2004 Meetings

October 2004

Sam Medworth brought along his Steam Shovel in its second incarnation, this time powered by electric motors. Sam has made up a d.c. Power supply and control unit from a large flash light unit, which will be invaluable for powering future models. He also showed a new Meccano model of a Skidoo.

Ron came with a 'Motion Series' model collection of a Helicopter, Road Sweeper,Motor Cycle, Breakdown Truck and an excellent radio controlled Jeep based on a Niko chassis. All these models are available on the market at present.

Dave Miller brought along a clockwork motor from the Meccano Action Packs from 1979 and a set of Hornby railway points using Meccano to operate them.

Tony Lavender had recently visited an old mill in Eskdale that was built in 1540. Tony has recreated this building with working sack hoist and two 3" pulleys with tyres for the millstones.

John Day drove all the way from Devon to be with us. He has just built a fairground Ferris wheel from a 1957 Meccano model plan, which was demonstrated to us. He also showed us a Mamod steam engine beautifully restored. He showed us the same engine some time ago prior to restoration in an awful state.

Peter Evans has got the build bug again and has just completed a Super Model Traction engine in medium green and red Meccano. This is one of four models he has presently on the go.
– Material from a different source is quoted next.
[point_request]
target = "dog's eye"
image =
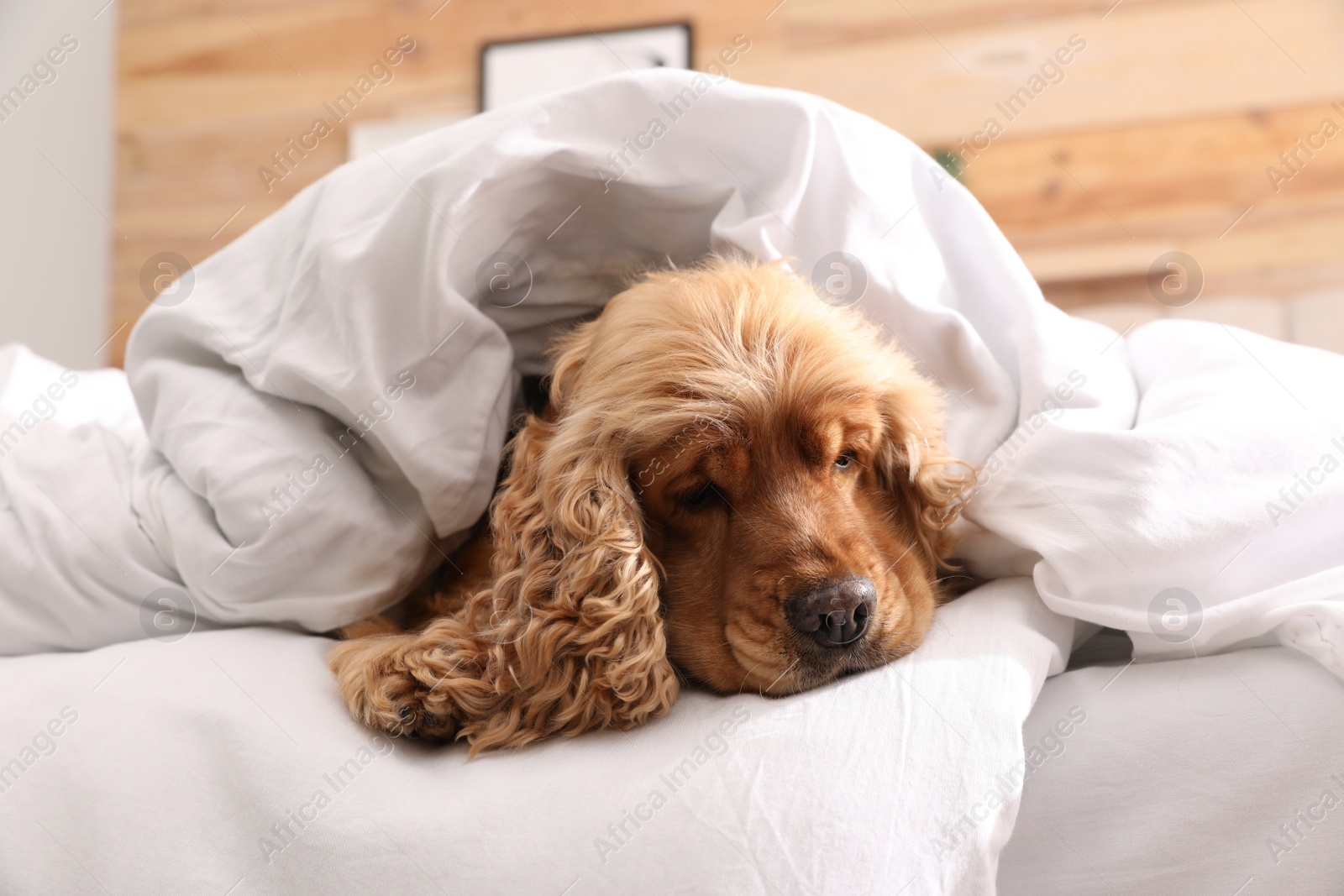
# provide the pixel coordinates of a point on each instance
(702, 499)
Neil Bedford is working on a Scamell Explorer tractor unit used to transport main battle tanks on the road. He now has a very impressive rolling chassis with six-wheel drive.

Richard Smith produced this impressive half-track.
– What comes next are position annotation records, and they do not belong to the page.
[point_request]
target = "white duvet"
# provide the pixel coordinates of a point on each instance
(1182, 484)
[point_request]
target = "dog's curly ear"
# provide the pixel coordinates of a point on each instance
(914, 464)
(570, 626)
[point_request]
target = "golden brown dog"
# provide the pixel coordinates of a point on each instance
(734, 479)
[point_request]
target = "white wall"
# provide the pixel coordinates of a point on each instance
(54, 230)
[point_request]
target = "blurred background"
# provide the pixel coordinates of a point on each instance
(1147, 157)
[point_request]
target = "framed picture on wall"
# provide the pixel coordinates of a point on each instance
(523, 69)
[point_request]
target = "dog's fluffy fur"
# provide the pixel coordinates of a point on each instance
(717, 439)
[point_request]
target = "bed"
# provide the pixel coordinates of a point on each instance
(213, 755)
David Northcott brought this nice single decker bus in blue and gold.

January 2004

Roger Baker came with an unusual American Meccano set of the 30s that was like a large scale X series set of parts that were held together by pop-rivets rather than nuts and bolts.

Sam Medworth had come right up to date with a 2003 Meccano ‘Design 3’ outfit that made a three-wheeler motorbike. Some of the parts were made from a form of spring steel with a ‘memory’, which meant they would spring back to their pre-formed shapes if you tried to bend them. Surely Frank Hornby himself would have been intrigued by such technology.

Tony Lavender demonstrated a device he had made for his grandson to show that the acceleration due to gravity is the same for all objects regardless of weight. We did not have the leaning tower of Pisa handy to operate it from so we had to make do with a dining room table, but it worked fine!

David Northcott had become smitten by a model tugboat he had seen accompanying a much larger model at Skegness last year. He reproduced it and brought his version along to entertain us.

Ron Garside, having made over twenty supermodels that are still up and running has clearly run out of nickel parts and so his latest, No. 10 a sawmill, is made from 70s bits, but ran as smoothly as all the others.

Richard Smith had decided to restart his Corsair fighter plane and build it in a more robust form that will cope more reliably with the skin he intends clothing it in. He has been working on the retracting undercarriage.

Malcolm brought a Primus car chassis outfit with the car made up (left on the picture). He had put this together for a future Constructor’s Quarterly article. He also had a Meccano Car Constructor model for comparison (on the right in the picture).